И все, конечно же, уладилось — право подписать пропуск у Слепянзона есть… то есть оно завтра же будет, как только в ленинградском отделении Академии наук получат телеграмму. И получит, получит Михалыч пропуска, на кого хочет пусть получит, только не надо плакать, не надо, а надо пользоваться на здоровье, и конечно же, благодарить доброго дядю Никиту и других, тоже добрых дядей…

Все эти детали Михалыч с удовольствием пересказал друзьям, но вот об одной детали умолчал. О том, что, решив все эти вопросы, добрый дядя Ося Слепянзон водрузил на нос очки, откинулся на спинку стула, длинно вздохнул, и вдруг тихо спросил, совершенно неожиданно для Михалыча:

— Андрюша, вы совершенно уверены, что ваше желание попасть в Польцо никак не связано с одной вещью… С одним странным колечком?

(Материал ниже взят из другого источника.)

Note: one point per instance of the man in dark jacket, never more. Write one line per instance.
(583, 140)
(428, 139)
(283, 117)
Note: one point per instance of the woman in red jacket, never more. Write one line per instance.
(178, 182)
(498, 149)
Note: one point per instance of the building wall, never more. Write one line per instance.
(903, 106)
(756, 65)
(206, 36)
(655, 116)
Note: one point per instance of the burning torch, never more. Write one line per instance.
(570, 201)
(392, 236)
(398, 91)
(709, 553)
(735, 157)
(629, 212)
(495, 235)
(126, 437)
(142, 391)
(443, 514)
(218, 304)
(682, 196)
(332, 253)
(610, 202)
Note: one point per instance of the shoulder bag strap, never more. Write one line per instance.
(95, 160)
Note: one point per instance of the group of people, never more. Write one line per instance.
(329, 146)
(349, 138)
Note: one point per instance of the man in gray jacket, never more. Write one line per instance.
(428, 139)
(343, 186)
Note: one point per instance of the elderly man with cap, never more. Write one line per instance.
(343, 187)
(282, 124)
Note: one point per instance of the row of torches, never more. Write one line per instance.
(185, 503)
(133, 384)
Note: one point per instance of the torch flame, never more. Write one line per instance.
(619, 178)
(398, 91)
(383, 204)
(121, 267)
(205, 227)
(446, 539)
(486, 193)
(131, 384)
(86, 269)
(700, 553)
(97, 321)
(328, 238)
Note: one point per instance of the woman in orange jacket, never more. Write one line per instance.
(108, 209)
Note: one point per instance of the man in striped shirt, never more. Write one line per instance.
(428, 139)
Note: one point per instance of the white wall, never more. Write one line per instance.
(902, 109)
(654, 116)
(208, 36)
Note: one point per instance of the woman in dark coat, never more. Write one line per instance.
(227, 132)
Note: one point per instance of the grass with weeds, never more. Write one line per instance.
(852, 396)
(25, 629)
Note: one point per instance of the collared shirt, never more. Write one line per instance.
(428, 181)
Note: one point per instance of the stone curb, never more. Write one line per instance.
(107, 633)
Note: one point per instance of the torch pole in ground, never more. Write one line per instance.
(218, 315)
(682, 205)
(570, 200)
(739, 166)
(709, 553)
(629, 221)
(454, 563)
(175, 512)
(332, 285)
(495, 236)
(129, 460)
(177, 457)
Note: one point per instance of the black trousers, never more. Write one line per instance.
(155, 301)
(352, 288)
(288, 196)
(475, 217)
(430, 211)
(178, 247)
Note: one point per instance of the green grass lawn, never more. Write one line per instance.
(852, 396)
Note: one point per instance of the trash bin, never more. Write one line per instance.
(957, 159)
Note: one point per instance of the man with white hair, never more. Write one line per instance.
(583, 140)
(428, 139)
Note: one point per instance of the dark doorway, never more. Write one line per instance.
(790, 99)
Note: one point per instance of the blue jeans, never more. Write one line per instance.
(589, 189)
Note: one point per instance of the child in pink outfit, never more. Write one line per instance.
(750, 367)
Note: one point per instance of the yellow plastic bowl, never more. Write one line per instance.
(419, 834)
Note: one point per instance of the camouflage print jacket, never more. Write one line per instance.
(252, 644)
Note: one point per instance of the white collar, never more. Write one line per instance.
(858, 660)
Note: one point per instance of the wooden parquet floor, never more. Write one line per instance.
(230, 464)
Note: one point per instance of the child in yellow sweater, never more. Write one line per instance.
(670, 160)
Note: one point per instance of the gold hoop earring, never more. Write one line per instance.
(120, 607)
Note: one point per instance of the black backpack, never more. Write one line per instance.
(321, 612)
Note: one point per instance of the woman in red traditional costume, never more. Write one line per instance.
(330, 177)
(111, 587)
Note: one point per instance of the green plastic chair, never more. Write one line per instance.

Тишина. Совсем близко, на Невском, шумит городское движение, на этом фоне орут мальчишки во дворе, жужжит на окне муха. Но это все так, тихо и совсем не мешает. Покой. Пожилой академик, заваленный бумагами стол, стеллажи с книгами, картины, диплом, полученный еще дедом Слепянзона.

— А если связано… Чем это плохо?

Осторожный, вкрадчивый голос Михалыча тоже мало напоминал тон «мальчика из Сибири». Опять тишина, только длинно вздохнул Слепянзон.

— Не плохо… Видите ли, Андрюша, у моего отца лежала одна вещь… Это был кусочек старинного пергамента. Нам его дал один человек… Неважно, кто.